Synthesis and Anticancer Properties of Novel Truncated Carbocyclic Nucleoside Analogues

Background: Modified nucleosides established a prime role as therapeutic drugs. Objective: Design and synthesis of novel truncated carbocyclic nucleoside with modified nucleobases and evaluation of their anticancer properties. Methods: Novel truncated carbocyclic nucleoside analogues were synthesized from a versatile starting material D-ribose. The synthetic route includes stereoselective Grignard reaction, Wittig olefination, ring closing metathesis, double bond hydrogenation and Mitsunobu nucleobase condensation as the key steps. Cytotoxicity was measured using MTT assay in breast cancer cell lines (MCF7 and MDA-MB-231), ovarian cancer cell lines (IGROV1 and OVCAR8). Result & Conclusion: The synthesized compounds were characterized using spectroscopy techniques. The synthesized compounds induced cytotoxicity in breast cancer cell lines (MCF7 and MDA-MB-231), ovarian cancer cell lines (IGROV1 and OVCAR8) while minimal effect on primary cell line. Among the eight analogues, 1b and 1d showed the highest cytotoxicity effect and induced autophagy mode of cell death. These compounds induced autophagy by inactivating AKT and mTOR pathway.
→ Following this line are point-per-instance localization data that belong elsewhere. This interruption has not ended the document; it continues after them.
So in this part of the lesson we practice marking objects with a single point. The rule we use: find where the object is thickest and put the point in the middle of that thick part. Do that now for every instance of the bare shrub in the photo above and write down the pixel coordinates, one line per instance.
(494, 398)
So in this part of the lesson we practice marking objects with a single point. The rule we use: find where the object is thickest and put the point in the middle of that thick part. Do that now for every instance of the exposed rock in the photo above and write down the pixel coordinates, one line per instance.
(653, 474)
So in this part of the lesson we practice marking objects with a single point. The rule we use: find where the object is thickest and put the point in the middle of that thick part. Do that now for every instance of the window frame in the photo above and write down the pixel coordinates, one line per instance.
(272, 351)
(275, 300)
In addition, PARP1 was found to be stabilized upon treatment with compound 1b and 1d and is one of the known markers associated with induction of autophagy through the AMPK/mTOR pathway after DNA damage. Taken together, these results suggest that compounds 1b and 1d inhibit cancer cell proliferation through mTOR inactivation-mediated induction of autophagy.